How to handle high peaks in GluonTS simple Feed Forward or DeepAR

adarwade1 commented 4 years ago

Currently I am using GluonTS simple feed forward and DeepAR for forecasting problem.

GluonTS SFF work better and consistent than DeepAR.

We need your advise how to handle high peaks in the Simple Feed Forward. Just to give you idea, peaks vs normal values having difference between 50,000-80,000.
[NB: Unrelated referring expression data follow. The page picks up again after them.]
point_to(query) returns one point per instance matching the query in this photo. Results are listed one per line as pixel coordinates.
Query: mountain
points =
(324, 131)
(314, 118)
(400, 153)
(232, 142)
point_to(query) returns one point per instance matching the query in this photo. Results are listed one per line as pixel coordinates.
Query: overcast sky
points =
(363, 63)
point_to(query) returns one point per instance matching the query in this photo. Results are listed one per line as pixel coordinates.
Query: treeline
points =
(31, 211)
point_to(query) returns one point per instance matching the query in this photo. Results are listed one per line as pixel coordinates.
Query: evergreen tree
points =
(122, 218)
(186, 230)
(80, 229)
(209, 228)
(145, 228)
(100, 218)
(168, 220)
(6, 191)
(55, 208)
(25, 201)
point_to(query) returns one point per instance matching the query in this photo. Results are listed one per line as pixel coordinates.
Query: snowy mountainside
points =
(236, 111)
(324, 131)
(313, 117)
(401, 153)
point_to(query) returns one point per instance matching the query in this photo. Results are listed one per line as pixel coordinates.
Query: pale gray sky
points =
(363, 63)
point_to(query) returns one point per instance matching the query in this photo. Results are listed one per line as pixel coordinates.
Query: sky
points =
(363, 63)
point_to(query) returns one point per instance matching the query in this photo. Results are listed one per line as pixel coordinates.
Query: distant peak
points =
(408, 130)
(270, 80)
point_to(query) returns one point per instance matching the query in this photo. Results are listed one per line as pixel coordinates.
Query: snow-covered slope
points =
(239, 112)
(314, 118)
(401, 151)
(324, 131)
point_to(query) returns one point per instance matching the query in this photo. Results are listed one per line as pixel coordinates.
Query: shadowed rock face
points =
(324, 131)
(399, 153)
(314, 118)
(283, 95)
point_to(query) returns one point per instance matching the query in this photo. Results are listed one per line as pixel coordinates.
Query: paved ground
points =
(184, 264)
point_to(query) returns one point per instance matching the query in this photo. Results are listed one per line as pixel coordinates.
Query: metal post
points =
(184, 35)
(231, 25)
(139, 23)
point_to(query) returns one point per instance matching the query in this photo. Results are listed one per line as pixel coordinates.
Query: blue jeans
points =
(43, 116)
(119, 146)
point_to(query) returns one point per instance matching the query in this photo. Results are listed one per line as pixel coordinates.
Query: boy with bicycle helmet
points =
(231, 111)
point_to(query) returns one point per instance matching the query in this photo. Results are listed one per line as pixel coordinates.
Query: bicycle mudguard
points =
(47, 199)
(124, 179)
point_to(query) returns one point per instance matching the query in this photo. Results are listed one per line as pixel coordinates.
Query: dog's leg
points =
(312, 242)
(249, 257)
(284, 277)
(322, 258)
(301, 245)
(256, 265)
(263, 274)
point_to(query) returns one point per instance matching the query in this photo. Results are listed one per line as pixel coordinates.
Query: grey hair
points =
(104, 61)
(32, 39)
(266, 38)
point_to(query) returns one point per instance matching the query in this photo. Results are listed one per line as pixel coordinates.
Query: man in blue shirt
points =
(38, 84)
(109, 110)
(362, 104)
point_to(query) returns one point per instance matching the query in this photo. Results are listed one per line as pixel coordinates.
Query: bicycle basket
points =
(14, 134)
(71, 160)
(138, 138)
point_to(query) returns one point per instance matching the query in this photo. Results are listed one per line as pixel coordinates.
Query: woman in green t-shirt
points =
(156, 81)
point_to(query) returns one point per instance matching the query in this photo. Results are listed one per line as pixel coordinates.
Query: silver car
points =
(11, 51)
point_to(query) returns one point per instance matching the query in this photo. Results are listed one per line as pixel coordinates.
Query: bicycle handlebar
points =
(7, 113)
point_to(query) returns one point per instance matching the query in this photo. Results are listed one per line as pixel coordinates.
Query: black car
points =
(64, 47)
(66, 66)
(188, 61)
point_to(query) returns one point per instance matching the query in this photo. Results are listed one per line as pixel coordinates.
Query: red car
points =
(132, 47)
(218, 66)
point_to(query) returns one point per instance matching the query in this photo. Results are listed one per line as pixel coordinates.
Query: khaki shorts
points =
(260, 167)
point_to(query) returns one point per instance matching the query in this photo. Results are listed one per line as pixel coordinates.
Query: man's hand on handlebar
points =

The normal values (mean) is in the range of 100-1000 while peaks are in the range of 30,000-80,000

Note: Facebook prophet having changepoint detection hyperparameter. Is there any such hyperparameter available as part of GluonTS Simple Feed Forward or DeepAR

kaijennissen commented 4 years ago

@adarwade1 What exactly do you mean by peaks? It sound like you are talking about outliers, i.e. a few observations which are far away from the usual level. In this case thera are two options:

Handle outliers by using the DeepAR model with a robust distribution (StudentT - which is the default).
Remove outliers during preprocessing.

adarwade1 commented 4 years ago

Please refer below details. -Objective : Predict high peaks Currently we are working for one of the postal services customer. There are multiple post offices and further each post offices having multiple sorting processes to sort different kind of letters.

In case of one category of letters, the volume will be in chunk on one of the day (third or fourth week of each month). Here requirement is instead of ignoring such peaks (chunk size ) , model should forecast the same high peaks.

We used "week of month" as one of the feature however that also not helping to predict values closer to peak.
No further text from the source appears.